2. Assign Prime Zones to BSA Ads

Prime ad zone placement on webpage layout

When you’re assigning ad zones to BSA, you have a few choices to make. Here are some general guidelines:

  • Less is more. One or two well-placed ads at a higher rate will outperform six scattered throughout the page. Google has grown increasingly strict about ad-heavy pages, and cluttered layouts hurt both rankings and user experience.
  • Decide whether a prime spot is better used for a BSA ad or for promoting your own products or services. If you can convert that space into direct sales revenue, it may outperform what any external advertiser would pay.
  • Make sure your ads are well integrated with your overall site design. You want them to be noticeable without being jarring - nothing that clashes visually or looks like it wandered in from a 2009 content farm.

Research which above-the-fold and sidebar positions have historically performed best for display advertising, and apply those same principles to your BSA placements. The fundamentals haven’t changed much, even if the landscape has.

3. Increase Your Traffic

Graph showing website traffic growth over time

You knew this one was coming. Growing your traffic has compounding benefits on BSA. First, traffic volume is one of the primary factors advertisers look at when browsing the marketplace - more eyeballs means a more attractive listing. Second, once your numbers climb above key thresholds, you transition from hunting for advertisers to having them come to you.

At that point, you can start incrementally raising your rates. A modest increase of around 10% per filled slot is a reasonable pace - enough to grow revenue without spooking current or prospective advertisers.
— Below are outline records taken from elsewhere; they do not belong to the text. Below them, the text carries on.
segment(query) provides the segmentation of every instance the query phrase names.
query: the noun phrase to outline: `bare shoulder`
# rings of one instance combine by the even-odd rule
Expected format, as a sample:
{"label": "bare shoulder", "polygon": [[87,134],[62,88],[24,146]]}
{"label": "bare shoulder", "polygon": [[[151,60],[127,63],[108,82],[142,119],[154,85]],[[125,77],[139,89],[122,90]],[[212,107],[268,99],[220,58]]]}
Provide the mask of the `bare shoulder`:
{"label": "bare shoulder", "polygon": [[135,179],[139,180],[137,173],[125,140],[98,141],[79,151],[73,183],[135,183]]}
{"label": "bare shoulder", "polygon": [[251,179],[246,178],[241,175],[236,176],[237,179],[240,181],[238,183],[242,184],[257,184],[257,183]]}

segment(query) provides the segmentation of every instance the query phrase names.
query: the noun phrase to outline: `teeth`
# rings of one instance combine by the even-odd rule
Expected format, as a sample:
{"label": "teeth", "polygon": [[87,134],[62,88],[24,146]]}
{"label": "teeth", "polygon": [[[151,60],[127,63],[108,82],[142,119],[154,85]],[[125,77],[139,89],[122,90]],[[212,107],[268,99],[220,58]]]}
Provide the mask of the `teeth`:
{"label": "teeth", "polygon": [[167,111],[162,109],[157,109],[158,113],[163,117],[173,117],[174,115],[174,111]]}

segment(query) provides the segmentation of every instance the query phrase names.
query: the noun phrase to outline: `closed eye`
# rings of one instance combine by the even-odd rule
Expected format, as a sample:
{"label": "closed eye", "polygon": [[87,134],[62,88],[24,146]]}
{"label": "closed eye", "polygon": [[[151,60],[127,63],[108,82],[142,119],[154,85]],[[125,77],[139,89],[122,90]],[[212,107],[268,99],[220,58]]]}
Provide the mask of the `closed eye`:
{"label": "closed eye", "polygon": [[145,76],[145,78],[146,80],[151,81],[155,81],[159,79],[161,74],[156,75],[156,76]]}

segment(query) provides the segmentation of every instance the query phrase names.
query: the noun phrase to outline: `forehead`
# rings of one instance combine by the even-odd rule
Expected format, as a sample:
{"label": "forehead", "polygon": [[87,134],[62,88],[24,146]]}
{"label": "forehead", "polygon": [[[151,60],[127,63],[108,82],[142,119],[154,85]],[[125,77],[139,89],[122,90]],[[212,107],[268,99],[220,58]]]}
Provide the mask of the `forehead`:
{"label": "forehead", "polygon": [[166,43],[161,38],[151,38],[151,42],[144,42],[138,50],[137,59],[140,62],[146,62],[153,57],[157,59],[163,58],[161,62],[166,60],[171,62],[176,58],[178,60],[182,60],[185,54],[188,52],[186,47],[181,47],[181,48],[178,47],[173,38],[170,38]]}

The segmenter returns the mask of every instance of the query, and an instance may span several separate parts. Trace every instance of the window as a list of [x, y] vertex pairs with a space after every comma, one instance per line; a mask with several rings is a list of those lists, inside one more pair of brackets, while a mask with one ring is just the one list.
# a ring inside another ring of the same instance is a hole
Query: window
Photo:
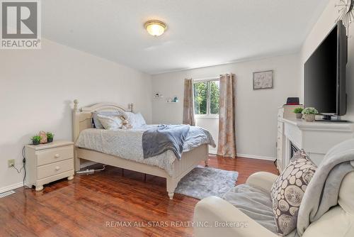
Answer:
[[219, 82], [218, 79], [193, 84], [194, 113], [197, 116], [217, 117], [219, 114]]

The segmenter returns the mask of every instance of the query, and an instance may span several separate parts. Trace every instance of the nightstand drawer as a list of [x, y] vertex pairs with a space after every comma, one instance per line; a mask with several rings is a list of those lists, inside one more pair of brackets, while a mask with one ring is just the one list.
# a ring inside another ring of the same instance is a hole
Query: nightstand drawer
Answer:
[[47, 149], [36, 152], [37, 165], [50, 164], [60, 160], [74, 158], [72, 145], [59, 147], [55, 149]]
[[72, 170], [74, 170], [74, 159], [42, 165], [37, 168], [37, 179], [43, 179]]

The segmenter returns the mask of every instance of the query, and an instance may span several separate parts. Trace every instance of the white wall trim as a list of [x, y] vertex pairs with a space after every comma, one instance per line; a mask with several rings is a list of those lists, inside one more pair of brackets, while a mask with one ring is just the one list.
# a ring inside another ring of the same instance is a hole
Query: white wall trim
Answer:
[[271, 160], [271, 161], [275, 161], [275, 160], [277, 160], [277, 158], [271, 158], [268, 156], [261, 156], [261, 155], [254, 155], [240, 154], [240, 153], [237, 153], [237, 157], [244, 158], [250, 158], [250, 159]]
[[11, 184], [11, 185], [8, 185], [8, 186], [3, 187], [0, 188], [0, 194], [3, 193], [3, 192], [8, 192], [8, 191], [12, 190], [12, 189], [17, 189], [18, 187], [22, 187], [23, 185], [23, 183], [21, 182], [19, 182], [19, 183], [17, 183], [17, 184]]

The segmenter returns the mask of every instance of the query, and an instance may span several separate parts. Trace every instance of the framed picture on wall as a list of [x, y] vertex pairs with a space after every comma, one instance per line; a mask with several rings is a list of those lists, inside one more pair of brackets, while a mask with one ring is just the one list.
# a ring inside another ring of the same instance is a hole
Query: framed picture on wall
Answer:
[[273, 88], [273, 70], [253, 72], [253, 89]]

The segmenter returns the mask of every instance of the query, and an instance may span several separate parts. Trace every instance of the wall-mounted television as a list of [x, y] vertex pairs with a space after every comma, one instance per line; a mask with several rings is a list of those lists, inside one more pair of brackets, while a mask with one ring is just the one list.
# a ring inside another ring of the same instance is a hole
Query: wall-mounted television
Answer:
[[331, 120], [347, 111], [348, 37], [339, 21], [304, 65], [304, 105]]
CodePen is a real-world example of this working well; they’ve reportedly grown quarterly BSA revenue by over 10% consistently by managing their inventory carefully and keeping their audience engaged and growing.

Focus on building real, organic traffic through content, SEO, and community. Purchased traffic has largely become more trouble than it’s worth - most ad platforms, including BSA advertisers, are sophisticated enough to spot inflated or low-engagement numbers, and it can damage your credibility on the platform.
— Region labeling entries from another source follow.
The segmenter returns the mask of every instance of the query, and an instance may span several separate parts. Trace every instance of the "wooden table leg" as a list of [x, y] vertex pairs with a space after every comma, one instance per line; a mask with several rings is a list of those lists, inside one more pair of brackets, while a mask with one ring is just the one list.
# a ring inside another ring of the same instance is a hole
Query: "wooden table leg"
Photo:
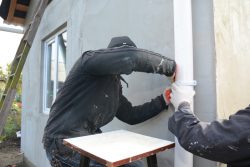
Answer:
[[147, 157], [148, 167], [158, 167], [156, 154]]
[[81, 156], [80, 167], [89, 167], [90, 159], [88, 157]]

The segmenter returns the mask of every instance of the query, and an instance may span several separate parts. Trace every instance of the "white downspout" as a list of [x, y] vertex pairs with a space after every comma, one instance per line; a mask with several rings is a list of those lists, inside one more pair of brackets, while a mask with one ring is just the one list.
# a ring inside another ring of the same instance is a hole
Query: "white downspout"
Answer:
[[[191, 0], [174, 0], [175, 60], [177, 83], [193, 89], [193, 34]], [[192, 105], [193, 106], [193, 105]], [[193, 108], [192, 108], [193, 111]], [[193, 167], [193, 155], [185, 151], [175, 138], [175, 167]]]

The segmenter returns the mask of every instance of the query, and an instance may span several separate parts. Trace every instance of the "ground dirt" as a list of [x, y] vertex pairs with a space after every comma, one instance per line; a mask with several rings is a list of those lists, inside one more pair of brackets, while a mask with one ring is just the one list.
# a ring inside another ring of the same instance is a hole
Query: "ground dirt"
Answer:
[[8, 139], [0, 143], [0, 167], [22, 167], [20, 138]]

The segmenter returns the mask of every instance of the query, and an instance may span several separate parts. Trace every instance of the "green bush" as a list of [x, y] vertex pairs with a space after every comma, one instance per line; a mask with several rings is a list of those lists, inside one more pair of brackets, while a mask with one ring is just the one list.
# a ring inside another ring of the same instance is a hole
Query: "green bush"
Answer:
[[[0, 67], [0, 95], [4, 91], [6, 79], [10, 72], [10, 66], [8, 66], [7, 74]], [[21, 79], [17, 86], [17, 93], [14, 102], [12, 103], [12, 108], [9, 112], [3, 133], [0, 136], [0, 141], [8, 140], [11, 138], [16, 138], [16, 132], [21, 129], [21, 112], [22, 112], [22, 100], [21, 100]]]

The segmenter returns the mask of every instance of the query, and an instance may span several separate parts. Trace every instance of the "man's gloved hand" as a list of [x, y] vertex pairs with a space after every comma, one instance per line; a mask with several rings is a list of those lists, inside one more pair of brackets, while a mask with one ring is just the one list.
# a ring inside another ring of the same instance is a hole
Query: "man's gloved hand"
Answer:
[[177, 110], [182, 102], [191, 103], [194, 94], [194, 90], [186, 90], [184, 87], [173, 83], [171, 86], [170, 102], [173, 104], [175, 110]]
[[176, 73], [176, 62], [171, 59], [164, 59], [161, 62], [161, 65], [163, 74], [174, 79]]
[[171, 88], [168, 87], [163, 92], [163, 98], [164, 98], [166, 105], [169, 105], [170, 103], [170, 94], [171, 94]]

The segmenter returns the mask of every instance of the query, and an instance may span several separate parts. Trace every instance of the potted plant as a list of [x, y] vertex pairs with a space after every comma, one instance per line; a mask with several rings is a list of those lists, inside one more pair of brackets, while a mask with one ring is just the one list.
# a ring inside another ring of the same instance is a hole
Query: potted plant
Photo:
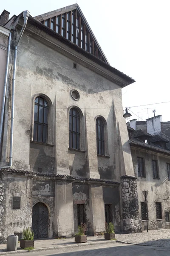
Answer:
[[105, 224], [106, 233], [105, 233], [105, 238], [107, 240], [115, 239], [115, 233], [114, 233], [114, 227], [113, 223], [107, 222]]
[[27, 247], [34, 247], [34, 232], [29, 227], [28, 227], [23, 231], [23, 239], [20, 241], [20, 247], [26, 248]]
[[86, 225], [81, 222], [81, 225], [78, 228], [79, 232], [75, 235], [75, 241], [76, 243], [85, 243], [87, 241], [87, 236], [85, 235], [87, 230]]

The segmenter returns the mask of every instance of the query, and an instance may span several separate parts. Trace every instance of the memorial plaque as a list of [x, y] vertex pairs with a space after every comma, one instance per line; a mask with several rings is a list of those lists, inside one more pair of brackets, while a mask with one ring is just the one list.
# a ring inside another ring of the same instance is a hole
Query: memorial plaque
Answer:
[[20, 209], [21, 208], [21, 197], [13, 196], [12, 201], [13, 209]]

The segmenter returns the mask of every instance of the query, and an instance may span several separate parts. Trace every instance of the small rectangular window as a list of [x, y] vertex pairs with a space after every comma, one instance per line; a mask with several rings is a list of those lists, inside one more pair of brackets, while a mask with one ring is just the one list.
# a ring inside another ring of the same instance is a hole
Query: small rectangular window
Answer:
[[157, 161], [152, 160], [152, 165], [153, 172], [153, 178], [154, 179], [159, 179], [159, 177]]
[[22, 239], [22, 233], [14, 233], [14, 234], [16, 236], [18, 236], [18, 241], [20, 241], [20, 240]]
[[48, 27], [48, 25], [49, 25], [48, 20], [45, 20], [45, 25], [46, 26], [47, 26]]
[[[146, 213], [147, 211], [147, 206], [144, 202], [141, 202], [141, 216], [142, 221], [146, 220]], [[148, 219], [148, 215], [147, 213], [147, 219]]]
[[167, 164], [167, 171], [168, 180], [170, 180], [170, 163]]
[[78, 227], [81, 225], [81, 223], [85, 223], [85, 205], [77, 204], [77, 224]]
[[105, 204], [105, 220], [106, 222], [113, 222], [112, 205]]
[[162, 220], [162, 204], [161, 203], [156, 203], [155, 204], [156, 207], [156, 219]]
[[169, 212], [165, 212], [165, 222], [170, 222], [170, 217]]
[[145, 176], [144, 170], [144, 160], [142, 157], [137, 157], [138, 163], [138, 176], [140, 177]]
[[21, 197], [13, 196], [12, 200], [12, 209], [21, 209]]

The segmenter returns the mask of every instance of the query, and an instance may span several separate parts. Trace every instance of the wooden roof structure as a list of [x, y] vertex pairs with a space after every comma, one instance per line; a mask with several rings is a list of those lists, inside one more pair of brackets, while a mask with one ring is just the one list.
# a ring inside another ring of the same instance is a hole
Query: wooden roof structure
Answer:
[[34, 18], [109, 64], [77, 4], [41, 14]]

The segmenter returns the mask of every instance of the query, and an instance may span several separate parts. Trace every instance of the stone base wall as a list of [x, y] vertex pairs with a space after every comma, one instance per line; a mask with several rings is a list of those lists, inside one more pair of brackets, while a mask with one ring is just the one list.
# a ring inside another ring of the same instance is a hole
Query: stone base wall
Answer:
[[130, 233], [142, 232], [136, 178], [122, 176], [121, 188], [123, 231]]
[[3, 244], [6, 242], [6, 238], [4, 237], [4, 227], [3, 225], [3, 217], [4, 212], [5, 205], [5, 184], [2, 180], [0, 180], [0, 244]]

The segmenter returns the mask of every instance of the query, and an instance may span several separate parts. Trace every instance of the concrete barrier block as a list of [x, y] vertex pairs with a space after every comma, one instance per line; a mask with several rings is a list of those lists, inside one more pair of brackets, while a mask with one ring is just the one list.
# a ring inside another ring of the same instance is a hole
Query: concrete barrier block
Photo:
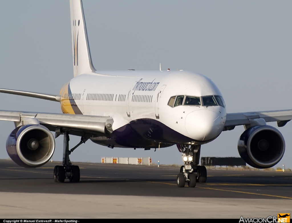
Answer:
[[151, 158], [150, 157], [143, 157], [142, 158], [142, 164], [143, 165], [150, 166], [152, 161]]
[[135, 164], [138, 165], [138, 158], [136, 157], [129, 157], [128, 159], [128, 164]]
[[112, 157], [106, 157], [105, 163], [112, 163]]
[[121, 164], [128, 164], [128, 158], [119, 157], [118, 159], [119, 163]]

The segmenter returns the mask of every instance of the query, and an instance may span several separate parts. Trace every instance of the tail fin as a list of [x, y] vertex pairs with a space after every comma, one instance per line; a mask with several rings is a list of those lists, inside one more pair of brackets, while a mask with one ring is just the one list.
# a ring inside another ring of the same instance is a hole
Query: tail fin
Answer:
[[94, 72], [81, 0], [70, 0], [74, 76]]

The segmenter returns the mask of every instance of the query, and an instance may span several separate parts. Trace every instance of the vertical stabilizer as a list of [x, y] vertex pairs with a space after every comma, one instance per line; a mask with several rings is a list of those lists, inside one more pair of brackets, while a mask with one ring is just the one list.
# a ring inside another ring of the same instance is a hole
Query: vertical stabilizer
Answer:
[[74, 76], [94, 72], [81, 0], [70, 0]]

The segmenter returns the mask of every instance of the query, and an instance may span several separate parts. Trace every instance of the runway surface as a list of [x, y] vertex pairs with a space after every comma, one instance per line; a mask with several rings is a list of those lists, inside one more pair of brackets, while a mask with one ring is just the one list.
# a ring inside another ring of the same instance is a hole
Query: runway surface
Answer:
[[206, 183], [179, 188], [178, 167], [74, 164], [80, 182], [61, 183], [53, 179], [59, 163], [27, 169], [0, 160], [0, 216], [239, 218], [292, 212], [291, 172], [208, 170]]

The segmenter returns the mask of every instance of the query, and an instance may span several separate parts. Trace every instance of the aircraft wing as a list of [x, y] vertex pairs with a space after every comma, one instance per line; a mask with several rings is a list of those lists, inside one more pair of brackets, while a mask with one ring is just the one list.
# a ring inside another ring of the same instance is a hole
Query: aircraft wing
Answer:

4. Keep Your Inventory Tight and Filled

BuySellAds inventory management dashboard screenshot

One of the practical realities of BSA is that ads are sold at fixed 30-day rates. That means any day an ad slot sits empty is revenue you simply don’t get back. Take inventory management seriously - know your fill rates, know which slots move quickly, and consider whether underperforming slots should be retired or repositioned.
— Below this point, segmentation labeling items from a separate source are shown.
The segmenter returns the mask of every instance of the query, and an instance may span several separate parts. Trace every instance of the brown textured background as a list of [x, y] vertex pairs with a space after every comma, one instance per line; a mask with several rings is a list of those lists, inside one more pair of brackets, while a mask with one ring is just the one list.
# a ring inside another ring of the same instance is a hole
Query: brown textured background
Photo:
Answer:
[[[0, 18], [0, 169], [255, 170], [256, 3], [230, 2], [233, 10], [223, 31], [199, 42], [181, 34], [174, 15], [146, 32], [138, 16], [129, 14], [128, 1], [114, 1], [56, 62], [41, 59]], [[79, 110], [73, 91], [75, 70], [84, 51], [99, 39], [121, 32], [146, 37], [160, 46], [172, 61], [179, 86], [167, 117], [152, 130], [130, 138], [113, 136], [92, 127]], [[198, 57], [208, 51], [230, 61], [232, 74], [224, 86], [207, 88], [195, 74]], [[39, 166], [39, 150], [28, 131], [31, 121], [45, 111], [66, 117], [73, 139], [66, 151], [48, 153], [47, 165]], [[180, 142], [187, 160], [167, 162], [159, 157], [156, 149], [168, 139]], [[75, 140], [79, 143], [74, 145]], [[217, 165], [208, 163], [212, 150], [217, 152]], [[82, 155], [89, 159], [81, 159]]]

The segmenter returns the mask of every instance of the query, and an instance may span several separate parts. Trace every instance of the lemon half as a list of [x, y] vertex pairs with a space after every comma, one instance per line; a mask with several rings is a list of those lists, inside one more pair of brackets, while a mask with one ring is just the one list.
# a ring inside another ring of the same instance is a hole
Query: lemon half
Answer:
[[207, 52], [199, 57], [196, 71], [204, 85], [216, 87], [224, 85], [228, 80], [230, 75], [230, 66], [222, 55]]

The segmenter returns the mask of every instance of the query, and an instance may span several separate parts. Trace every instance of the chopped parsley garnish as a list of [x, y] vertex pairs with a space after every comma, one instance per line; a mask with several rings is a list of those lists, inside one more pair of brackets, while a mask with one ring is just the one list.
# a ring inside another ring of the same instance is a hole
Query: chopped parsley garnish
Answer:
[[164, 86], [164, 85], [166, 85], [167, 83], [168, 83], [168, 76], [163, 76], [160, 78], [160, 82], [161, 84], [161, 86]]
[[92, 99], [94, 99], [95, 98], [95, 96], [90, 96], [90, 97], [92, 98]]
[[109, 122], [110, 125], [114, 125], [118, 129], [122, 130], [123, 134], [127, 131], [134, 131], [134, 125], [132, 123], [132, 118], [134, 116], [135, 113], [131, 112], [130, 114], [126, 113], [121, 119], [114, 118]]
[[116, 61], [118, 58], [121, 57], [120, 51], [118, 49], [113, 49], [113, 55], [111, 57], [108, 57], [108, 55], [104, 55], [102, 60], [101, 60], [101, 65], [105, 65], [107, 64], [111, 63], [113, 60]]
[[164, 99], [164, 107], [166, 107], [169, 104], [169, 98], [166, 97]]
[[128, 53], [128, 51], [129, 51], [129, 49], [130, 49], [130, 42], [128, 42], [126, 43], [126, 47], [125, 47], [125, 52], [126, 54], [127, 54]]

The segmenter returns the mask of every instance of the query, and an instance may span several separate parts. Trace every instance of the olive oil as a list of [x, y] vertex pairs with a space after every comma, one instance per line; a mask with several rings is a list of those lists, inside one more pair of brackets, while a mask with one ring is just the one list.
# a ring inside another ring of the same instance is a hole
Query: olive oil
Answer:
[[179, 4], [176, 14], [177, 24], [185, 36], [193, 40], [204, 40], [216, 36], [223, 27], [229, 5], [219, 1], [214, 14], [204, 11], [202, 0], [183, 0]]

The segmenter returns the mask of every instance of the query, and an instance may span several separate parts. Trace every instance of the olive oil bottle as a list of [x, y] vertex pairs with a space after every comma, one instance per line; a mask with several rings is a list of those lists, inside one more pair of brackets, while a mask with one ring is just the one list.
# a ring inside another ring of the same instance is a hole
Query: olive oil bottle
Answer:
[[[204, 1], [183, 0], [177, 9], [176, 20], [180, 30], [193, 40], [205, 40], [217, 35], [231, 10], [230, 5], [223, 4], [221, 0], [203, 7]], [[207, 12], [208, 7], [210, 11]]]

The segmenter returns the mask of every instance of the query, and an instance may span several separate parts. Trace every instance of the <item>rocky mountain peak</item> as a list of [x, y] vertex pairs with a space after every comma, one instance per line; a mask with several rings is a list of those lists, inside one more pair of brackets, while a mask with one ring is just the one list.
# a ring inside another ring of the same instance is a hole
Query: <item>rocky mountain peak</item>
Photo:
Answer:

BSA has tools to help backfill unsold inventory, and it’s worth taking advantage of them. The goal is to make sure that your highest-value slots are always earning, even during slower booking periods. Treat your ad inventory like a small media business, because that’s effectively what it is.

5. Reject Low-Quality Ads

Person rejecting a low quality advertisement

This is a skill you’ll develop over time. When an advertiser purchases one of your ad slots, you typically get to review the creative before it goes live. Use that review process seriously - your reputation is on the line with every ad you run.

Spammy, misleading, or off-topic ads hurt you in multiple ways. They erode reader trust, increase bounce rates, and can draw negative signals from Google. What you gain in short-term fill revenue, you’ll lose in long-term organic performance and audience loyalty.

The bar here is simple: would you be comfortable if your best readers saw this ad? Is it relevant to your niche? Does it come from a legitimate business? If the answer to any of those is no, reject it. An empty slot is almost always better than a bad one.

When in doubt, prioritize relevance. Even a beautifully designed ad for something completely unrelated to your audience’s interests will feel out of place - and your readers will notice.